The Archives Hub - which provides access to descriptions of unique and unpublished primary source material held in universities, colleges and research institutes - gives a good short biography for Leach. He was born in 1887 in Hong Kong and lived in the Far East until the age of ten, when he came to school at a Jesuit college in England. At 16, in 1903, he was admitted to Slade, as their youngest student, and subsequently studied etching, and in 1909 went to work in Japan as an etcher. Soon, though, he discovered ceramics and trained with Japanese masters. After befriending a young potter named Shoji Hamada, the two of them came to England, to St Ives, Cornwall, and set up the Leach Pottery, which over time was to become hugely influential.

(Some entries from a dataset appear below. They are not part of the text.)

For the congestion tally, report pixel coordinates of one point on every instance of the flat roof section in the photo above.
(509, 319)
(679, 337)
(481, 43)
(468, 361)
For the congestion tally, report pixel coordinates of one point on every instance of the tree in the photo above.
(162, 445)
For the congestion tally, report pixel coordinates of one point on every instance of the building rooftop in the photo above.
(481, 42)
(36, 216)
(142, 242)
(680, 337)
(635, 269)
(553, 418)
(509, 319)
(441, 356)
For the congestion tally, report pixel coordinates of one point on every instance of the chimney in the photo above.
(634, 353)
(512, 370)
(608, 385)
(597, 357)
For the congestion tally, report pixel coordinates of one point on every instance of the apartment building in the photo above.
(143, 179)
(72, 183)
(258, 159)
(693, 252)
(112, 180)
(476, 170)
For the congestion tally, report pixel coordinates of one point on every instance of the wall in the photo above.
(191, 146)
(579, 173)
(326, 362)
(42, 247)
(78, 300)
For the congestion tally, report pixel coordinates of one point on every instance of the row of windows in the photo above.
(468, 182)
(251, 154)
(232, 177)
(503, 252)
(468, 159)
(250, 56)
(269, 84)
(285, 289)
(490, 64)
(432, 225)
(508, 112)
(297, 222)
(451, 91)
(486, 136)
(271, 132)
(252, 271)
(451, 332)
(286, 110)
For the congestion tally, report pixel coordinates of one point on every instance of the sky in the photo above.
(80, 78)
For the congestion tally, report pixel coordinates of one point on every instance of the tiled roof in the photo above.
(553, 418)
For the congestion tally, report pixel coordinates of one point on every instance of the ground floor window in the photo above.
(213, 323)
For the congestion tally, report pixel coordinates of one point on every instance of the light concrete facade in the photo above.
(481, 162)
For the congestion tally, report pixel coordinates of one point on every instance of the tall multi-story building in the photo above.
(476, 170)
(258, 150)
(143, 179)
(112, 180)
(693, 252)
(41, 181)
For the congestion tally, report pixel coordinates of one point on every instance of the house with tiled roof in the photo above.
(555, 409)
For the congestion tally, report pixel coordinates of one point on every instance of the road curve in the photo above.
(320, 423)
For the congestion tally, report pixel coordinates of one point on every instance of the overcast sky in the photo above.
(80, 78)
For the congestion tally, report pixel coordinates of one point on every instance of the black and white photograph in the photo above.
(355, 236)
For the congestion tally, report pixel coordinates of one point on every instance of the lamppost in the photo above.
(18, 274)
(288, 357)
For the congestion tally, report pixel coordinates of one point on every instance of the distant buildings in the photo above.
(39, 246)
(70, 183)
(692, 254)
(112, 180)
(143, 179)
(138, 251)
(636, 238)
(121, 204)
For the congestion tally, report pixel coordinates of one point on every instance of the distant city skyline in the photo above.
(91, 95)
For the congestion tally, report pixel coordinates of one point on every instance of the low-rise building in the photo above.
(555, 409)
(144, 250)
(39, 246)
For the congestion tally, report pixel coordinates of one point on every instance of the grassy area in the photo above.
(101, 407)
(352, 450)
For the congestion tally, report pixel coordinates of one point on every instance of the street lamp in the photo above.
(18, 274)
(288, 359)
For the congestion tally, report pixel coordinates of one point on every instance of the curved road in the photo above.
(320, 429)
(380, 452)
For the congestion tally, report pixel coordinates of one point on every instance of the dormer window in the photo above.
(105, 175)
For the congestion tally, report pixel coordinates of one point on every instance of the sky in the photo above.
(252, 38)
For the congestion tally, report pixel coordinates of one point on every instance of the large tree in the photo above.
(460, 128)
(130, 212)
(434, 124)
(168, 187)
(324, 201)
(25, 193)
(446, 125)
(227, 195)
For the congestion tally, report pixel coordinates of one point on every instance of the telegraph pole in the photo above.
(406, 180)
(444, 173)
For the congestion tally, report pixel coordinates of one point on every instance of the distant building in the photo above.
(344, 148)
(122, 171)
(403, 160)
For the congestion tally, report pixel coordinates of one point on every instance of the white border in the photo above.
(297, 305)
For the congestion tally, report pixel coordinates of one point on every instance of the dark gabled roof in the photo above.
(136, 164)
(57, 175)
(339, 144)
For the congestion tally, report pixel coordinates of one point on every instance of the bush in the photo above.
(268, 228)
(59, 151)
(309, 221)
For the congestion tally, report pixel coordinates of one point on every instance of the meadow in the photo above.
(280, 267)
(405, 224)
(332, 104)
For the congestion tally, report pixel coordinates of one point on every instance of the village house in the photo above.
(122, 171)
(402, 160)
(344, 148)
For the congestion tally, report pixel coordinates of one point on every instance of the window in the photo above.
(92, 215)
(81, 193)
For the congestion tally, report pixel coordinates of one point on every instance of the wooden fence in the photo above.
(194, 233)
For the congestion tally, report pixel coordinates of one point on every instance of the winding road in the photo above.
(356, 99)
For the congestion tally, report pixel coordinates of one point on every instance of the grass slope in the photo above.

During the 1930s, Leach started teaching at Dartington Hall, and he set up a pottery in Shinner’s Bridge. He also worked as a draughtsman and, according to the Archives Hub biography, was hugely influential as a writer and thinker. During an extremely active life, he was continually at the centre of developments in the studio crafts, leading and participating in demonstrations, conferences, and exhibiting and touring around the world. It is estimated that Leach made about 100,000 pots during his lifetime and sold well over that number of his most famous written work, A Potter’s Book. Moreover, Archives Hub says, his letters and diaries, which are housed at the Crafts Study Centre in Farnham, make ‘illuminating reading’.
Historically, many priests, writers and politicians have kept diaries, but very few craftspeople have. Of over 500 diarists listed by The Diary Junction only five are categorised as craftspeople, and none as potters (there is no data on Leach himself yet). So Leach is quite a rarity. VADS, the online resource for visual arts in the UK, has nearly 1,000 images for Leach, including, of course, his ceramics, but also photographs, letters, and many pages from his diary.
One of those pages is for 30 August 1908, one hundred years go today. Leach, then aged 21, was in a philosophical mood. He wrote this in the diary: ‘Question: What is the greater - the artist (Raphael) who appeals to all the multitude and the senses or the artist (Blake) who appeals only to the highest minds. What the devil has the ‘mot’ to do with art? What is the ratio between art and humanity? Is art any use? Is anything any use? To live happily one must take it for granted it is!’